Nevertheless, this serves as a reminder that while politics polarised during and for a good period after the 2017 general election, and the Brexit effect in the locals was weak, in the aftermath of Theresa May's fiasco and on the eve of a EU election contest that rewards protest voting, should we not be surprised to see Westminster voting intention and these elections inflected by the same fragmentary dynamic?

*Definitely need a better word for this process.


Shai Masot said...

This blogger's analysis of the local election results is *much* better than Tory-lite Luke Akehurst's on Labour List. Not being a hideous mutant Blairite gives the former a real head start.

Boffy said...

"It has to be a campaigning presence, but importantly a vehicle for socialisation and community and this isn't a process than can be short circuited, even with an influx of hundreds of members motivated by national politics."

More important is that tens of thousands of members were motivated by international politics. That's why although there was a surge of members in 2015, a large part of the surge came in 2016/17 after the disastrous Brexit vote, as many younger people responded to it, in the same way that in the US, the Trump election, which is part of the same ideological trend as Brexit, provoked a response from young outward looking members of the population, and led to a flood of new recruits to the Democrats, and a surge in grass roots organising.

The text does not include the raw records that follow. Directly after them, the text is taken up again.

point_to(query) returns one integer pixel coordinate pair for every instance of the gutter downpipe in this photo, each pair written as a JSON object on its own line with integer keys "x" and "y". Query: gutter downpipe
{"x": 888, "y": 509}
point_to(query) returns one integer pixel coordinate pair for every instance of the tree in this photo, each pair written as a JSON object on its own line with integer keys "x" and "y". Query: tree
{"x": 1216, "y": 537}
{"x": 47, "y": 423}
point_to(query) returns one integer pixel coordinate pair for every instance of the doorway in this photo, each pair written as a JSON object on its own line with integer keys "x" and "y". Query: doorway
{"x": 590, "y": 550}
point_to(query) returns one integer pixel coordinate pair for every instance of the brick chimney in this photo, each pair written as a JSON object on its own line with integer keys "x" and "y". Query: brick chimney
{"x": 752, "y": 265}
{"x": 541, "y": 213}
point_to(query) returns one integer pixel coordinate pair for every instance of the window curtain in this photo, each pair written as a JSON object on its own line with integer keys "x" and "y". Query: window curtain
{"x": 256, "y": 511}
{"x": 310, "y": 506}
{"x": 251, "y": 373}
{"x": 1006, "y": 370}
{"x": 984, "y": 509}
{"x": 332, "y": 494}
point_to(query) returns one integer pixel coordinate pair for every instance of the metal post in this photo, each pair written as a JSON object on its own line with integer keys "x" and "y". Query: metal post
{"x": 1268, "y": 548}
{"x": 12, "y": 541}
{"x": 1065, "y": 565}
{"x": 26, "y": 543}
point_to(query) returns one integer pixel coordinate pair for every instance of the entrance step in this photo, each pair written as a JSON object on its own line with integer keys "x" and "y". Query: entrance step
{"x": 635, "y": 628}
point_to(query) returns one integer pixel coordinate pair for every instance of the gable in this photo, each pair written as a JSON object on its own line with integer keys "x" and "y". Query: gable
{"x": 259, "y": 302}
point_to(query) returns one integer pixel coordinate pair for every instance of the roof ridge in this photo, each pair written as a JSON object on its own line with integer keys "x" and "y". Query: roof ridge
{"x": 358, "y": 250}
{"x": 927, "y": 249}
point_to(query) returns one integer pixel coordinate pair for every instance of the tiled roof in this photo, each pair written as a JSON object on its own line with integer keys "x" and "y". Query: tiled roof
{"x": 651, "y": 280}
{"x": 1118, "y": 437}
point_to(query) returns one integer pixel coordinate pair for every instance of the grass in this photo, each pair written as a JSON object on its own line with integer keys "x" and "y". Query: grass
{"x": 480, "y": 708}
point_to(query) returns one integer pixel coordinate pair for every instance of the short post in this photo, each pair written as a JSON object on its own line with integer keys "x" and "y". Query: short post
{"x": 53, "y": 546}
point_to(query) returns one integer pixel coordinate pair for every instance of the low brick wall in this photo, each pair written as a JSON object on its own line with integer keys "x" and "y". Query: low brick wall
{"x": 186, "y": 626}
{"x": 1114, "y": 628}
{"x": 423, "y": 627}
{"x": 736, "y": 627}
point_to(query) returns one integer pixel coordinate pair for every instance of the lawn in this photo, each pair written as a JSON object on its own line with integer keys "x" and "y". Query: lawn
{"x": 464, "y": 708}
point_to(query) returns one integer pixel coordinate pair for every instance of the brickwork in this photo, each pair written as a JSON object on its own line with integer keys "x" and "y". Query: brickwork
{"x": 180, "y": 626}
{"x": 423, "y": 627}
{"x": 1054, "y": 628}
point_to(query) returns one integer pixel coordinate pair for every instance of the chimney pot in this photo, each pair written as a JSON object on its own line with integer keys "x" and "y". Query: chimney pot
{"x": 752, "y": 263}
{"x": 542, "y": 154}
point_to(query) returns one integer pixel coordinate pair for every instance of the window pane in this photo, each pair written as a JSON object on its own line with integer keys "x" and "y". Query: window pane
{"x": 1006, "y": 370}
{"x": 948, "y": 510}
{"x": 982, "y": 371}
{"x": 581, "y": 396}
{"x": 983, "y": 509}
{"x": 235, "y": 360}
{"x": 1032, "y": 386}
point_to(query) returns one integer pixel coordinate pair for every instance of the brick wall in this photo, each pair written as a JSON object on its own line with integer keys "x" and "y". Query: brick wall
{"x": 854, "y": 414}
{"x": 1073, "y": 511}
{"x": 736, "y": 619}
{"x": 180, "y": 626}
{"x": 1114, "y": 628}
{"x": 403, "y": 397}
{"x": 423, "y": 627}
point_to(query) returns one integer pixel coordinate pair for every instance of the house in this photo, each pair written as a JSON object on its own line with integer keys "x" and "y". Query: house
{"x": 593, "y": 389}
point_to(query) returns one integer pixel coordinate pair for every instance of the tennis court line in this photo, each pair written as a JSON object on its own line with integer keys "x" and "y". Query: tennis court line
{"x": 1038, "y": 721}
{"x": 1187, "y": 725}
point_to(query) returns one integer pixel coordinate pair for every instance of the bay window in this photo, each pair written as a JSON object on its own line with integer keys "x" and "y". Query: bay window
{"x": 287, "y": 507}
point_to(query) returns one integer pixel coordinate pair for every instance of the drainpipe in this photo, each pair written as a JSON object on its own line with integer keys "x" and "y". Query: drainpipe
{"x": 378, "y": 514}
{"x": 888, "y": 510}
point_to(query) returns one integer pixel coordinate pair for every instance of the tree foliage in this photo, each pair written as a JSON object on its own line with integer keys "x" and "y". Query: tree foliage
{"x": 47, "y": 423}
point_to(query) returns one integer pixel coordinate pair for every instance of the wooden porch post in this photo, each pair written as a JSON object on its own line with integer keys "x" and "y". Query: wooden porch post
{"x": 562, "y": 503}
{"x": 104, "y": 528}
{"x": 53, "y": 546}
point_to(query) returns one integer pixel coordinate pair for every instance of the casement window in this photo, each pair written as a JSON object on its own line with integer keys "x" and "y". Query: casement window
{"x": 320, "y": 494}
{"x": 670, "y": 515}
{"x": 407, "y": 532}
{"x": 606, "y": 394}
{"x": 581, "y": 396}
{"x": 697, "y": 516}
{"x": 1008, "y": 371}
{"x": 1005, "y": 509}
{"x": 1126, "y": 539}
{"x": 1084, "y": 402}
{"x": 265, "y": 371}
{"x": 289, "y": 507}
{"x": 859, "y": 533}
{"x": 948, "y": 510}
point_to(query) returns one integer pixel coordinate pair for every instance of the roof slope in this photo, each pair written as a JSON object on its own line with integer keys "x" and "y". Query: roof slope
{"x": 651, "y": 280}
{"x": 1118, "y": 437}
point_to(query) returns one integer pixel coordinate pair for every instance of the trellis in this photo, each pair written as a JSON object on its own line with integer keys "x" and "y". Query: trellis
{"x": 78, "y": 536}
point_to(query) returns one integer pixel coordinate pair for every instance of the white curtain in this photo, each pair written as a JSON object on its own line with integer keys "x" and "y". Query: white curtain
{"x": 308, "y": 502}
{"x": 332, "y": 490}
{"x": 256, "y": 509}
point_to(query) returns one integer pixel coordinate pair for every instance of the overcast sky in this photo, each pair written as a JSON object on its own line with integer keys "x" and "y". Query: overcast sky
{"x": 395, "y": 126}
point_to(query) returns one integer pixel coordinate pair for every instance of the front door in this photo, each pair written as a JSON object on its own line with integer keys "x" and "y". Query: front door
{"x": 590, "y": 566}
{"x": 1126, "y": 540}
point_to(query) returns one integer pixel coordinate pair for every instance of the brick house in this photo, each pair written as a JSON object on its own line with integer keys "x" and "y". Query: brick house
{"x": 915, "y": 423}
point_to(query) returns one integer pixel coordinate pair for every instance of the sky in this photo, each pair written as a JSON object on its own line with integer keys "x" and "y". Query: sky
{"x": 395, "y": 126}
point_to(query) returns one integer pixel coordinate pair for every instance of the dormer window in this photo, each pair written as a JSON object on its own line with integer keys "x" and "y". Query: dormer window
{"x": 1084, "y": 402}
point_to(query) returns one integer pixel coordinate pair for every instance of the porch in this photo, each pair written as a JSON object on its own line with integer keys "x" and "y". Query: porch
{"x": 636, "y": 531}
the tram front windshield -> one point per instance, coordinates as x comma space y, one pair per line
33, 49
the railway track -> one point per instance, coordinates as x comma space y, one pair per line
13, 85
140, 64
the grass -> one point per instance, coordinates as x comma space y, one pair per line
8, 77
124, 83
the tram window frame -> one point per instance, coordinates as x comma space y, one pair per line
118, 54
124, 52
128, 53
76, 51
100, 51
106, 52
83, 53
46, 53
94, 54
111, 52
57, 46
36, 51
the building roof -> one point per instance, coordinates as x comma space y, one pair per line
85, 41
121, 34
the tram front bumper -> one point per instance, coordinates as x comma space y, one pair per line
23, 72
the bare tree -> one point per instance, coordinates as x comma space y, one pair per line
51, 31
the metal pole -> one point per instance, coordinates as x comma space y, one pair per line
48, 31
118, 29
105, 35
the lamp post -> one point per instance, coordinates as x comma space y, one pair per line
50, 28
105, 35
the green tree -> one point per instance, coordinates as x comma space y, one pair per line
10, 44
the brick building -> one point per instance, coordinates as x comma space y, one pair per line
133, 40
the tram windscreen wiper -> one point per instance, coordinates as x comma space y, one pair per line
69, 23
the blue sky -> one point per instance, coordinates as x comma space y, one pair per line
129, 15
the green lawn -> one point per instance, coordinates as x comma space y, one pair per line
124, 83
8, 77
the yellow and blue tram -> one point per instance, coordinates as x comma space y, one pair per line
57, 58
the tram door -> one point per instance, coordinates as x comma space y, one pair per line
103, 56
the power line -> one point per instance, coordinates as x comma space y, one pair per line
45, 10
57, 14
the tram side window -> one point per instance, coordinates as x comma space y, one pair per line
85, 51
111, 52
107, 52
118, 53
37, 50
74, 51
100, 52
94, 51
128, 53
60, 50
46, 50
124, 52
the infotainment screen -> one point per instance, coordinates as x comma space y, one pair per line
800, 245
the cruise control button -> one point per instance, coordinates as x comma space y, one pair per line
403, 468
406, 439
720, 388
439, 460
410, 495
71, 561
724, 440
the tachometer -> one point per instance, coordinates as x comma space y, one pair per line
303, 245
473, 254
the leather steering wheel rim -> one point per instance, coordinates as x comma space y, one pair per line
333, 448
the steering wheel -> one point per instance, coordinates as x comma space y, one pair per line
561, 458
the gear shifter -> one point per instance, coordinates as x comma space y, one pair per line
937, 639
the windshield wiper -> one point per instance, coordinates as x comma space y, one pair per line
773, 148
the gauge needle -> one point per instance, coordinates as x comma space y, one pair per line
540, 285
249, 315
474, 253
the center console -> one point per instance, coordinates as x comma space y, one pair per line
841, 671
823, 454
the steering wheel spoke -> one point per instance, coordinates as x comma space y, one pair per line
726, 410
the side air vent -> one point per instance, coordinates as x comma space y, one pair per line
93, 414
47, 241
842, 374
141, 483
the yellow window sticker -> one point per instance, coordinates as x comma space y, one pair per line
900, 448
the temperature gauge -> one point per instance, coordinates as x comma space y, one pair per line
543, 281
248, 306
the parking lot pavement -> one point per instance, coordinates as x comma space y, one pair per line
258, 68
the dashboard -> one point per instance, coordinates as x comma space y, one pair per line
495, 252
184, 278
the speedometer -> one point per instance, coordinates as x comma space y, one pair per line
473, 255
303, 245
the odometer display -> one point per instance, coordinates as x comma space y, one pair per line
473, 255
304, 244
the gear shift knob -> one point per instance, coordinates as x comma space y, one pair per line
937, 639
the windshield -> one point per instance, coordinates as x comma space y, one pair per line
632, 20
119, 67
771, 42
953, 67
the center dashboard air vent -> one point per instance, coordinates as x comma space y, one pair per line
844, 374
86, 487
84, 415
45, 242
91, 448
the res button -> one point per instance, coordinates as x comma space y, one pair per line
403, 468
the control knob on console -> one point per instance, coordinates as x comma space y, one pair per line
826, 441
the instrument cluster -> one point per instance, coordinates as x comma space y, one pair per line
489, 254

Of course, if the Democrats machinery ensures that Biden becomes the Democrats candidate for 2020, they will demobilise and demoralise all of that new membership too, just as Corbyn is doing here.

Unknown said...

"Mmmm. Second referendum pudding." - Homer Simpson

WillORNG said...

I'd draw your attention to exhibit;

East Goscote

8 years ago they elected a BNP councillor, then a Conservative, who was so "good" even the Conservatives deselected them, momentum eat ya heart out...

Anyways, mother of 4 Laurie Needham smashed it with near 60% of a higher turnout.

Greens Fell Torys..

P.S. I played a tiny part in her success, canvassing older Torys, one a confirmed fascist, and finding them considering voting Green was quite an experience.